Die Lieder von Luther seien eher in der Tradition der Meistersinger, den Singer-Songwritern der damaligen Zeit, anzusiedeln, erläutert Andreas Marti. Der Genfer Psalter stehe dagegen in der sogenannten Straßburger Tradition, die mit den säkularen Melodien der damaligen Zeit nicht viel zu tun gehabt hätte.
"Es ist eine ziemlich strenge Komposition, die nur mit langen und kurzen Tönen arbeitet. Die eine deutliche Zeilengliederung hat und auch nicht so ganz einfach zu singen ist. Man hat es dem Volk über Jahrhunderte mit allerlei Mühe beibringen müssen."
"Musikalisches Alphabetisierungsprogramm"
Während Luther offensichtlich kein Problem damit hatte, dem Volk in der Kirche das zu präsentieren, was es musikalisch auch aus dem alltäglichen Leben kannte, verfolgten die Reformatoren um Calvin ein pädagogisches Ziel – die Menschen sollten das singen, was man für wirklich angemessen hielt. Das schlug sich auch in den Gesangbüchern nieder.
"Es gibt Ausgaben des französischen Psalters, da stehen die Solmisationssilben neben den Tönen. Damit man es damit lernen kann. Das ist eine Art musikalisches Alphabetisierungsprogramm, was man da gestartet hat."
Auch aus einem anderen Grund war es nötig, den Menschen pädagogische Hilfestellung zur neuen Musik zu geben. Denn eigentlich war der Psalter als einstimmiger, unbegleiteter Gesang gedacht. Sowohl von Luther als auch von Calvin, in Genf wie in Wittenberg. Aber das, was vielleicht dem Wunsch nach Übersichtlichkeit und Klarheit entwuchs, hatte nicht lange Bestand.
"Als dann der Genfer Psalter in der deutschen Übersetzung in der Nachdichtung von Lobwasser eingeführt wurde, da kam relativ schnell das Bedürfnis nach etwas mehr Sound in der Kirche. Offenbar hat man im Kanton Zürich schon im 17. Jahrhundert angefangen, das vierstimmig zu singen, zunächst dann natürlich nur mit den Schülern, denn das muss man den Leuten auch beibringen."

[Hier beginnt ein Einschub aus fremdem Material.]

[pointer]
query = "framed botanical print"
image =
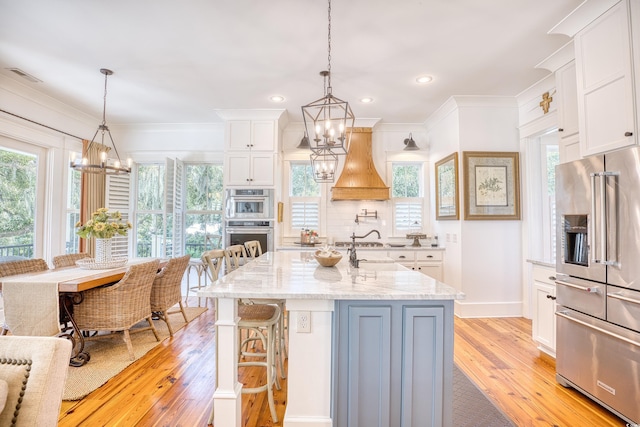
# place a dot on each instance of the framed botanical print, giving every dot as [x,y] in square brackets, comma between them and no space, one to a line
[491,185]
[447,188]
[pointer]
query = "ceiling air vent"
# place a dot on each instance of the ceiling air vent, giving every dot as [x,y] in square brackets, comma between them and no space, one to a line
[24,75]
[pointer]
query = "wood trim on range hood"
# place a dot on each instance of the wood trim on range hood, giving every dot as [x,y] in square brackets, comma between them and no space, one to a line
[359,179]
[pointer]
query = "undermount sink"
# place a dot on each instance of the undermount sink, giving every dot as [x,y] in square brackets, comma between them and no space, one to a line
[380,265]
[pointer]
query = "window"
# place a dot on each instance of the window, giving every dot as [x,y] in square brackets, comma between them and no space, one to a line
[18,182]
[407,196]
[304,193]
[203,208]
[150,215]
[72,240]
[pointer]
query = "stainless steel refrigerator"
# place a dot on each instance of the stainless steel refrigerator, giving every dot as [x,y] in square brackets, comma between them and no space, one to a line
[598,280]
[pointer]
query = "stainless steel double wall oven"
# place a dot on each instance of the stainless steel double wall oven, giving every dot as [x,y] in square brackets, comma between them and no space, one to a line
[598,280]
[249,216]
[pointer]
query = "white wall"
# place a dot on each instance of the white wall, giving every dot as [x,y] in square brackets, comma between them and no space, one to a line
[485,260]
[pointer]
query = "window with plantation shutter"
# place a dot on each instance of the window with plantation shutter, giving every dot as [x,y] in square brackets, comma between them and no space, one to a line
[304,198]
[407,196]
[305,214]
[407,213]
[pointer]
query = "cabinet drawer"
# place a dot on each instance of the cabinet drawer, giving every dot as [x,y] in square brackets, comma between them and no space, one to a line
[402,256]
[428,256]
[544,274]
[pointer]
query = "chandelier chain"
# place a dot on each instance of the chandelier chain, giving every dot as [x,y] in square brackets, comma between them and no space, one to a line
[104,101]
[329,43]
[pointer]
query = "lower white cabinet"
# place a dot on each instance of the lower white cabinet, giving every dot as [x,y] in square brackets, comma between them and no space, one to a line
[426,261]
[544,309]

Ambrosius Lobwasser war ein Schriftgelehrter aus Ostdeutschland. Dass er bei seiner Übersetzung den Text veränderte, aber nicht die Melodie, mag daran liegen, dass er kein Komponist war. Vielleicht lag es aber auch daran, dass es ein gefährliches Unterfangen war, sich kompositorische Freiheiten zu nehmen.
"Die Melodie ist gegeben, da wird nichts geändert. Da gab es ein paar wenige Leute, die diese Melodien gemacht haben, übrigens der zweite dieser drei Komponisten, der war mal für ein paar Tage im Gefängnis, weil er ohne Obrigkeitserlaubnis einige Melodien verbessert hatte."
Bis heute bewundert und gesungen
Das Dichten und Komponieren sakraler Musik als politische, hochbrisante Angelegenheit? Aber ja! Es galt vor rund 500 Jahren für Martin Luther im Osten Deutschlands genauso wie für Calvin und seine Mitstreiter südlich und westlich des Rheins. Eine gefährliche, aber auch ungemein fruchtbare Angelegenheit. Denn später erlebten sowohl die Lieder von Luther, wie auch die Psalmenübersetzungen von Calvin kunstvolle Interpretationen. Der Genfer Psalter wird bis heute in den mehrstimmigen Bearbeitungen des Franzosen Claude Goudimel oder des niederländischen Komponisten Jan Pieterszon Sweelnick bewundert und gesungen.